Leader of a Jazz rebellion
Lu Watters wanted to start a musical rebellion in popular music around 1940, and succeeded beyond his wildest dreams. Building a very successful band with a unique style and independent fan base on the West Coast launched the Traditional Jazz revival that spread world wide in the 1940s and ‘50s.
He launched a world wide revolution in music (or a counter-revolution depending on your perspective). Watters and his compatriots felt the music of the big bands and dance orchestras had become predictable and bland. It was certainly no fun for the musicians to play the same insipid charts nightly. He wanted to bring back the excitement, tunefulness, improvisation and rough edge of early jazz.
The new movement was inspired by, and emulated the music of earlier generations: Joe King Oliver, Jelly Roll Morton, and Ragtime.

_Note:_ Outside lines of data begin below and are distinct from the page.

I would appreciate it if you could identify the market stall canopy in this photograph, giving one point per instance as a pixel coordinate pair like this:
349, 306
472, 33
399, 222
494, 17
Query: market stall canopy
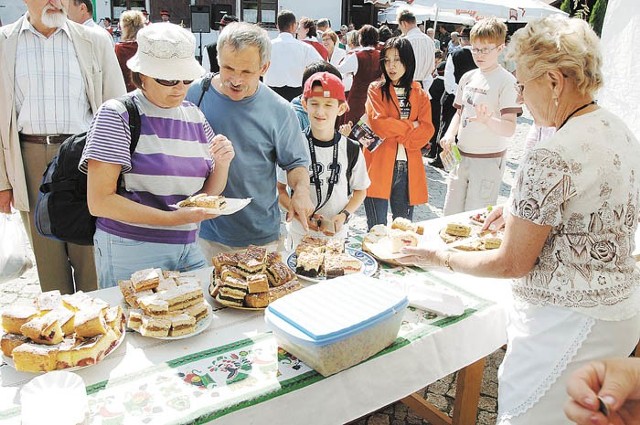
507, 10
423, 13
621, 92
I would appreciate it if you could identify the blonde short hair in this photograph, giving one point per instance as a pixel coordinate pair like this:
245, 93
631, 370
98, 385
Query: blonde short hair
332, 35
131, 21
568, 45
490, 30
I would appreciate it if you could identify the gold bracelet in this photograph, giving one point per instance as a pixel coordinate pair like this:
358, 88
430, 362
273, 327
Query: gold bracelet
447, 262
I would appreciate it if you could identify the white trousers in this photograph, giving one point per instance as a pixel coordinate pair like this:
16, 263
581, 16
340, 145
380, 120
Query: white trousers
545, 346
473, 184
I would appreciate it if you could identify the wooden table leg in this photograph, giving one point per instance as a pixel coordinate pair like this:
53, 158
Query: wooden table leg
466, 402
468, 386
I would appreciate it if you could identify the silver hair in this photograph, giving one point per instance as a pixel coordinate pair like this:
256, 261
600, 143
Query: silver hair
239, 35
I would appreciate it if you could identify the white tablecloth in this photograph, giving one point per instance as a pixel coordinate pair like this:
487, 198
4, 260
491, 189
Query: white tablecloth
337, 399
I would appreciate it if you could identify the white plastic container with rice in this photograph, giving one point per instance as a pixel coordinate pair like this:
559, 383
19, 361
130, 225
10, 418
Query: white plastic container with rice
339, 323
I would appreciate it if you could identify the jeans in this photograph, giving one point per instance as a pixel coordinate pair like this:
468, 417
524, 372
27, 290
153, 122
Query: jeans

It required a shift of thinking and reformulation of style, technique and performance.
I suspect that when the revolution succeeded, Lu was surprised to find himself leading a world wide movement reviving early jazz style. But Watters also found himself a target in the bruising “jazz war” between moldy figs and modern jazz partisans. And the entertainment business is a meat grinder he chose to exit before it ground him down. I believe it was those disputes and the persistent headaches of the music business itself, that prompted his retirement from music in the 1950s.
Quite frankly I think Lu was just too savvy, too smart, too interested in the wide and wonderful world to become a cog in the corrupt and maddening music industry. He developed other interests and deep passions: gems, geology and environmental activism He left behind adulation and success to follow his own curiosity and intelligence where it would lead. One can regret or admire his refusal to limit himself to one field.